Another Photoshop-Painter work-around? Regarding our previous report on Painter not opening Photoshop 5 files, Perry Lowe queries: "In the Preferences for saving files on Photoshop 5.0, there is a box that you can check called 'File Compatibility.' Would enabling this option solve the problem? I do not use Painter, so I cannot check this, but it did solve a similar conflict with Illustrator 7.0."

Slowed performance after sleep: a possible solution? Regarding the slowed performance after waking up a G3 Series PowerBook (previously reported here), David Converse suggests that updating the ATI drivers with the one for the XCLAIM VR (found on ATI's web site) might be the solution. He adds: "The installer contains extra files not needed on the PowerBook. Do a Custom Install of ATI Graphics Accelerator, ATI 3D Accelerator, ATI Video Accelerator, and ATI Video Memory Manager to replace the files installed by Apple (you'll have the ATI Guide as well.). BTW, ATI Displays control panel and the ATI control strip module won't work on the PowerBook, so don't bother installing them."

Update: Several readers reported that this solution did not work for them. One reader found that it did work.

Security certificates in older web browsers due to expire I am not sure how much this applies to Mac versions, but the Thawte Certificates web site notes that the root certificates included with Navigator 3.x and MSIE 3.01 are about to expire. However, "the roots we ship with newer browsers, including all 4.0 browsers and later, are valid from 1996 till 2020." Assuming you still want to use the older versions of the browsers, the web page describes what to do to update the certificates. (Thanks, Matthew McGlynn.)

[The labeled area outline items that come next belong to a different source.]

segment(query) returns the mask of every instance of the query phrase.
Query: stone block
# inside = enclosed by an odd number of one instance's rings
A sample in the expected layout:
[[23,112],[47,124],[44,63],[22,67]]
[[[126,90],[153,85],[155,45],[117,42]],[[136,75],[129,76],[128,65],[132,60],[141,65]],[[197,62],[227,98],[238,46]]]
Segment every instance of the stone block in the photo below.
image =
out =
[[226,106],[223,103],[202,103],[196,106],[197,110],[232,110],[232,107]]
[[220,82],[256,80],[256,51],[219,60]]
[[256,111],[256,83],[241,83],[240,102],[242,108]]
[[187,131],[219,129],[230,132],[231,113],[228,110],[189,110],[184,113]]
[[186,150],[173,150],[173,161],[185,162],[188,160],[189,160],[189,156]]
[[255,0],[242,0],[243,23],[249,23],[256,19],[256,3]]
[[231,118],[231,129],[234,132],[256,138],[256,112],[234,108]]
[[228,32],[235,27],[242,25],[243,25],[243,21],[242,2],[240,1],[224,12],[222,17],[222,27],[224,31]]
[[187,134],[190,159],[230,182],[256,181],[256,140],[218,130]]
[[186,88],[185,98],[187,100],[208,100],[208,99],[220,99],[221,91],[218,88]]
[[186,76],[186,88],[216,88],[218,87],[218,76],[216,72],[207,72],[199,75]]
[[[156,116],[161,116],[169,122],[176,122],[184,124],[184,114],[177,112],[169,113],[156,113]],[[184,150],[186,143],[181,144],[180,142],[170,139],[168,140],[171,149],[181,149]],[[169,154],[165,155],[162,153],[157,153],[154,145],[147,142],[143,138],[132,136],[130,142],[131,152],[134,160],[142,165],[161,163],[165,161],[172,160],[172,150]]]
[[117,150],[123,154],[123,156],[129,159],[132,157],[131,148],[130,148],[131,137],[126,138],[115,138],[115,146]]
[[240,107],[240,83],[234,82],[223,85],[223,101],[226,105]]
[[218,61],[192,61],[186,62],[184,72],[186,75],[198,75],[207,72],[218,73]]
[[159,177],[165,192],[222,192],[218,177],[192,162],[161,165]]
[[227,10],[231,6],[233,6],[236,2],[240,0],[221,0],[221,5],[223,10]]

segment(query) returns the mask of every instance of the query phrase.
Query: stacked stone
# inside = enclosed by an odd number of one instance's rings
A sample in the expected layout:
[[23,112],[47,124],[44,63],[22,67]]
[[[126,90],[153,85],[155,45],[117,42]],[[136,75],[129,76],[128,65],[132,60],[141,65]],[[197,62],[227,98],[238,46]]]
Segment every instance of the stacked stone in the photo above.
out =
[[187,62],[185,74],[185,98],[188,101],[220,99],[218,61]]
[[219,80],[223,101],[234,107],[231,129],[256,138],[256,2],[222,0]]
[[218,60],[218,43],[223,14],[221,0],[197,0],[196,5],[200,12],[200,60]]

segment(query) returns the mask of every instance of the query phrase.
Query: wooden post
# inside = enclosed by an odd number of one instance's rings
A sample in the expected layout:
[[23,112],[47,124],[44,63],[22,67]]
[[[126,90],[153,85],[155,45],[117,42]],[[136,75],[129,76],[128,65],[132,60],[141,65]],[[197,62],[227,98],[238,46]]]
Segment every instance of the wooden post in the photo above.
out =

Update: John Phelps writes: "It does not affect the Macintosh version of Explorer 3.0.1. It already has certificates installed that are valid until 2020."

Update: Thawte is only one of a collection of certificates built-in to the browser software. I have found that several of them are due to expire (or already have) even in the 4.x versions.

BBEdit crash? Mark Mason writes that BBEdit will crash if the user cancels a file upload while using the Save to FTP Server feature.

SCSI termination power Question: On Macintosh systems with third-party internal SCSI hard drive, does the drive need to provide termination power, or does the Macintosh supply this power? A recent Apple TIL file supplies the answers.